Ces déchirements persistants se trouvent exprimés avec la plus grande justesse par le témoignage que Judith Lyon-Caen nous a confié cette semaine. Car voudrait-on refouler le dilemme, il suffit d’un lapsus typographique, d’un petit « h » de trop, pour s’y trouver replongé.
Comme sa résurgence après le 7 octobre en atteste, « pogrom » est le terme par lequel la persécution moderne des juifs se dit, servant ainsi de dispositif mémoriel qui inscrit le souvenir traumatique dans une série temporelle. Mais comment le terme est-il apparu, autour de quels enjeux et événements, et avec quels usages ? Elena Guritanu s’est plongée dans les dictionnaires des deux derniers siècles afin de nous proposer une histoire linguistique du pogrom. Or, malgré la consécration graduelle du terme dans les mondes juifs et européens, elle remarque une certaine tendance, notamment soviétique, à son évacuation du vocabulaire. Comme si taire le mot pouvait faire oublier l’horreur.
Revendications péremptoires et slogans radicaux, mais aussi bruits de couloir et commérages : beaucoup d’éléments au sujet des mobilisations propalestiniennes ont fuité ces derniers mois hors des murs de l’université, la plaçant au centre de l’attention médiatique et politique.
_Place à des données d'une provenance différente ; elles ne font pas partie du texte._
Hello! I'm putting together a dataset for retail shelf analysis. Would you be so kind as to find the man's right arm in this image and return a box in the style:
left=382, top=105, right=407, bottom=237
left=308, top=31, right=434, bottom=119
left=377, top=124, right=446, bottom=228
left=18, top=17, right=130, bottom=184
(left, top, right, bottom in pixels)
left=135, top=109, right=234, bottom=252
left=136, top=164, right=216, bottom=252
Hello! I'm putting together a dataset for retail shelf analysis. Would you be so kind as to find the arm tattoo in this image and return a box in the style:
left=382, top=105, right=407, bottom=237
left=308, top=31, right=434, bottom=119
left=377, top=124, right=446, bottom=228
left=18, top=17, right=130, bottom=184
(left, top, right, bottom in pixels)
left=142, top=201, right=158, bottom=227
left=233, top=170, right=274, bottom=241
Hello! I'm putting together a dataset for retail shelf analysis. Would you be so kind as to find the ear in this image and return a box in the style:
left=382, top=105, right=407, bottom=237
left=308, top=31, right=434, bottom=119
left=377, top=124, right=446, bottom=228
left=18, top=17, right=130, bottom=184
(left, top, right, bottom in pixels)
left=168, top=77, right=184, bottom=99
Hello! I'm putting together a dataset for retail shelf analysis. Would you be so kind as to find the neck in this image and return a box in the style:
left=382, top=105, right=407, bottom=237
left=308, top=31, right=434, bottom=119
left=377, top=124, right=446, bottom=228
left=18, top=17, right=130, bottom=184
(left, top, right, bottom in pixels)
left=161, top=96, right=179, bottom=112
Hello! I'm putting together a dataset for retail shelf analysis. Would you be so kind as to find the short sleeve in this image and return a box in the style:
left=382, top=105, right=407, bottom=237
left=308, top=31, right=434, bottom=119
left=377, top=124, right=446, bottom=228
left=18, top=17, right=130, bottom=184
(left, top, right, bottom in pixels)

Après la tournée des plateaux télés que s’est payée une journaliste de droite radicale s’étant « infiltrée au cœur de l’extrême gauche », l’appétence pour la polémique facile, l’outrance et l’alarmisme aura trouvé à se sustenter. Et, de fait, il y a motif à s’inquiéter, à condition d’éviter la panique. Dans L’université scrutée, un étudiant nous livre son regard et ses réflexions – informés par les sciences sociales et sa familiarité avec le monde militant – sur ce qu’il se passe dans les facs, sur l’ampleur de la mobilisation et les reconfigurations idéologiques dont elle témoigne. Autour de la question de l’articulation entre antisionisme et antisémitisme, et de son traitement insatisfaisant par une administration effrayée par les troubles à l’ordre public et leurs échos médiatiques, c’est l’enjeu du devenir de l’espace universitaire qui est soulevé par son texte. Celui-ci nous a été transmis dans la langue, inclusive, propre à une partie du monde étudiant. Nous avons décidé de le présenter ainsi à nos lecteurs.